I have be doing some investigating about different options for living. If you are like me you feel trapped sometimes in a place where you think "this is it" your life has come to this place and you can't imagine there are options. Our lizard brains constantly want us hiding in the same bushes day after day. Something bad could be out there ready to eat us or maybe not.
The trouble with this is we can prepare ourselves for every possible scenario except the one thing that wasn't on our list. We stay in jobs or in relationships that just don't work anymore because our brain wants things to be less complicated. Telling us that this is all there is so deal with it.
I do think even the act of just seeing what is out there is a way to feel like you are moving forward. For me I am thinking in this market where my house is worth twice as much maybe I should investigate the possibilities.
Don't get me wrong I love my house but I am not the person I was when I bought it and my life doesn't require this much space. It is beautiful and at the time it was everything I ever dreamed of and I imagined the potential it had for gathering of friends and family.
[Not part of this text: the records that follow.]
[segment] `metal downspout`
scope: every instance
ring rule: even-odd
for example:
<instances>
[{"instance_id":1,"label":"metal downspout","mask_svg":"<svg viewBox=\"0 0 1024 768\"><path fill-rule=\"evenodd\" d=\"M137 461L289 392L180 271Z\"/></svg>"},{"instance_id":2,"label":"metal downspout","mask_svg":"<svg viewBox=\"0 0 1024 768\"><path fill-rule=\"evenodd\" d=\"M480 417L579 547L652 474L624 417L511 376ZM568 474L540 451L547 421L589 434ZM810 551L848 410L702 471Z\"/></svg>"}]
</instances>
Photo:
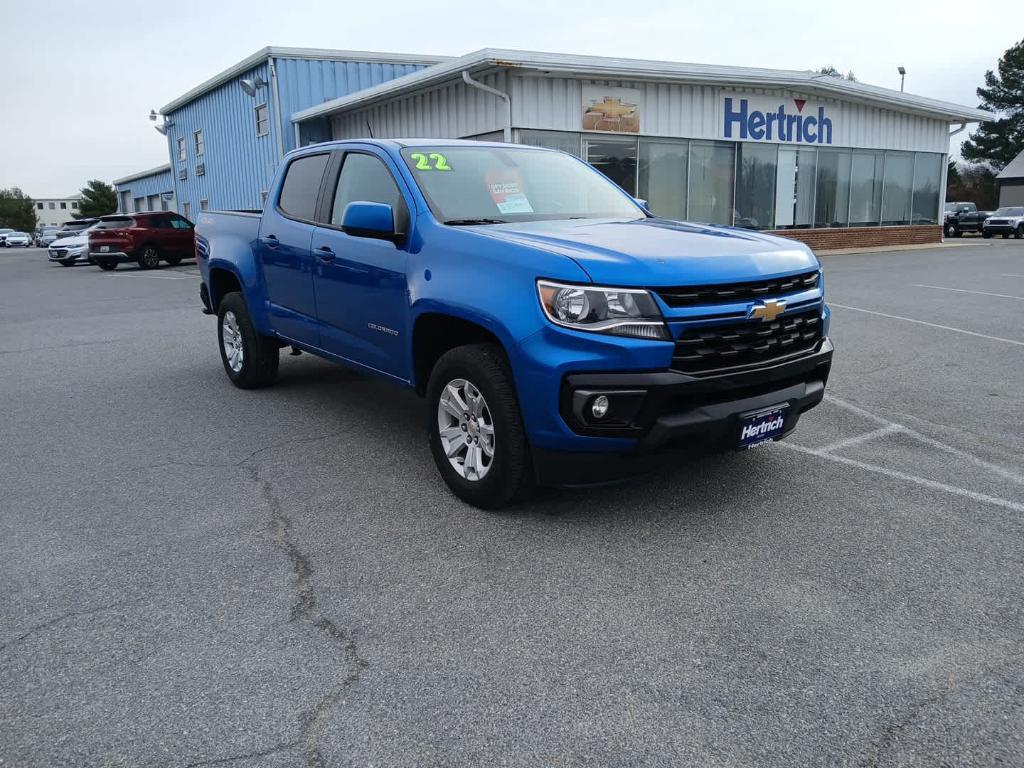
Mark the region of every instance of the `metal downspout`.
<instances>
[{"instance_id":1,"label":"metal downspout","mask_svg":"<svg viewBox=\"0 0 1024 768\"><path fill-rule=\"evenodd\" d=\"M469 76L469 72L462 70L462 79L466 85L471 85L474 88L479 88L481 91L486 91L492 96L497 96L499 99L505 102L505 143L512 143L512 98L504 91L499 91L497 88L491 88L489 85L484 85L479 80L474 80Z\"/></svg>"},{"instance_id":2,"label":"metal downspout","mask_svg":"<svg viewBox=\"0 0 1024 768\"><path fill-rule=\"evenodd\" d=\"M950 131L949 132L949 138L952 139L958 133L963 132L964 128L966 128L966 127L967 127L967 123L960 123L960 127L959 128L957 128L955 131ZM945 204L946 204L946 187L949 185L949 142L948 141L946 142L946 154L943 155L943 160L945 162L943 162L943 164L942 164L942 189L939 190L939 213L938 213L938 217L939 218L938 218L938 220L943 222L943 224L942 224L942 240L943 240L943 242L945 242L945 240L946 240L946 224L945 224L945 217L943 215L943 211L945 210Z\"/></svg>"},{"instance_id":3,"label":"metal downspout","mask_svg":"<svg viewBox=\"0 0 1024 768\"><path fill-rule=\"evenodd\" d=\"M284 134L281 128L281 91L277 87L277 63L270 59L270 94L274 98L274 131L277 135L277 161L284 157Z\"/></svg>"}]
</instances>

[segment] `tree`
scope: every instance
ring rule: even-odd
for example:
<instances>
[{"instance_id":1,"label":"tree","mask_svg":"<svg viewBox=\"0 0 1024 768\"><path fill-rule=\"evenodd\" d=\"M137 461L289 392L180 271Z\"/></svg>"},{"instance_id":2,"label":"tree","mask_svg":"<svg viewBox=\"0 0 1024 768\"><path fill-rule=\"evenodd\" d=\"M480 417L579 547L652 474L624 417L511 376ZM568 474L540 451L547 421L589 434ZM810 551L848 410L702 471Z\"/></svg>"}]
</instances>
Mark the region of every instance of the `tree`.
<instances>
[{"instance_id":1,"label":"tree","mask_svg":"<svg viewBox=\"0 0 1024 768\"><path fill-rule=\"evenodd\" d=\"M978 126L960 148L966 160L985 160L997 170L1024 152L1024 40L1009 48L978 89L981 109L996 114Z\"/></svg>"},{"instance_id":2,"label":"tree","mask_svg":"<svg viewBox=\"0 0 1024 768\"><path fill-rule=\"evenodd\" d=\"M17 187L0 189L0 227L32 232L36 222L36 204L31 197Z\"/></svg>"},{"instance_id":3,"label":"tree","mask_svg":"<svg viewBox=\"0 0 1024 768\"><path fill-rule=\"evenodd\" d=\"M857 77L853 74L853 70L852 69L844 75L842 72L840 72L838 69L833 67L831 64L829 64L827 67L821 67L820 69L818 69L818 74L819 75L828 75L829 77L838 77L838 78L841 78L843 80L850 80L851 82L854 82L854 83L857 82Z\"/></svg>"},{"instance_id":4,"label":"tree","mask_svg":"<svg viewBox=\"0 0 1024 768\"><path fill-rule=\"evenodd\" d=\"M987 165L959 165L950 162L946 176L946 201L974 203L980 211L991 211L999 206L996 174Z\"/></svg>"},{"instance_id":5,"label":"tree","mask_svg":"<svg viewBox=\"0 0 1024 768\"><path fill-rule=\"evenodd\" d=\"M105 181L93 179L82 187L82 199L78 201L78 213L71 216L76 219L91 219L94 216L106 216L117 212L117 192Z\"/></svg>"}]
</instances>

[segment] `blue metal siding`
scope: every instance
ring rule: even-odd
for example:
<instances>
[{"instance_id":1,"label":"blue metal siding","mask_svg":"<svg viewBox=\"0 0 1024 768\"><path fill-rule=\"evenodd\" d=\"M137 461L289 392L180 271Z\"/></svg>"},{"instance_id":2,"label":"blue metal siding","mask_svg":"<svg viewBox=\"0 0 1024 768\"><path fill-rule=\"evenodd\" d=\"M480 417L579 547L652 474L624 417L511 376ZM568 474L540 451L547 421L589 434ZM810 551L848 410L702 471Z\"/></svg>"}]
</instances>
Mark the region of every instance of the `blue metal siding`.
<instances>
[{"instance_id":1,"label":"blue metal siding","mask_svg":"<svg viewBox=\"0 0 1024 768\"><path fill-rule=\"evenodd\" d=\"M424 68L424 65L420 64L367 61L275 61L281 96L281 125L284 128L285 152L295 149L295 130L292 127L291 116L296 112Z\"/></svg>"},{"instance_id":2,"label":"blue metal siding","mask_svg":"<svg viewBox=\"0 0 1024 768\"><path fill-rule=\"evenodd\" d=\"M239 81L256 77L268 85L249 96ZM173 123L168 134L179 211L189 203L197 216L201 200L209 201L211 209L263 207L260 191L270 186L278 159L269 82L269 67L262 64L167 116ZM263 103L270 108L270 132L257 137L256 107ZM201 157L196 156L194 140L198 130L203 132ZM185 139L184 161L178 159L179 138ZM206 167L205 175L196 175L198 164ZM179 178L182 169L187 173L184 181Z\"/></svg>"},{"instance_id":3,"label":"blue metal siding","mask_svg":"<svg viewBox=\"0 0 1024 768\"><path fill-rule=\"evenodd\" d=\"M161 195L164 192L173 192L174 184L171 180L171 172L163 171L154 173L152 176L143 176L141 179L132 179L124 184L116 185L118 199L124 191L129 191L131 197L149 197L150 195Z\"/></svg>"},{"instance_id":4,"label":"blue metal siding","mask_svg":"<svg viewBox=\"0 0 1024 768\"><path fill-rule=\"evenodd\" d=\"M197 216L202 200L208 201L211 209L262 208L260 193L269 189L279 161L279 125L280 144L288 152L295 148L291 121L295 112L415 72L425 65L279 58L274 60L274 66L280 115L274 103L269 62L167 115L168 122L173 123L168 130L168 146L179 211L184 211L185 203L189 203L193 217ZM255 96L249 96L239 81L257 77L267 85L258 89ZM264 103L268 105L270 132L257 137L255 110ZM204 152L197 158L194 134L198 130L203 132ZM324 139L328 138L326 130L324 134ZM178 159L179 138L185 139L185 161ZM200 163L206 173L196 176L196 165ZM178 178L182 169L187 172L184 181Z\"/></svg>"}]
</instances>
I did entertain for awhile and had regular group meditations on the porch but for the last few years it has been empty.
I spend my free time working on maintaining it and I am not sure I want to keep doing this. I had a long full week at work and felt physically exhausted but worked on the house yesterday. I worked inside today getting ready to go back to work tomorrow.
My sister thinks I am nuts she loves my house but never visits. I think she would love this house if it was where she lived. When I found this house I called it a God thing because it had everything on my wish list and both a friend and my realtor called me the same day about it.
It was empty and needed somewhere to move my stuff. The life I had known had ended abruptly and I needed a place to live. The process was effortless this was all I could handle because I was in shock and could make decisions. I got a mortgage without having a job and a few short months later the stock market crashed and no one could get a mortgage.
Timing is everything and I believe that when you are in the flow with life then the right things come to you at the right time. If it is right then it all works and it feels good.
We all have options and seeing what they are can make the life we have seem something we have chosen and not a place where we are stuck. I was forced out of my old life and it changed me for the better. I needed more than what I was being offered and I have found happiness and peace that I didn't know existed.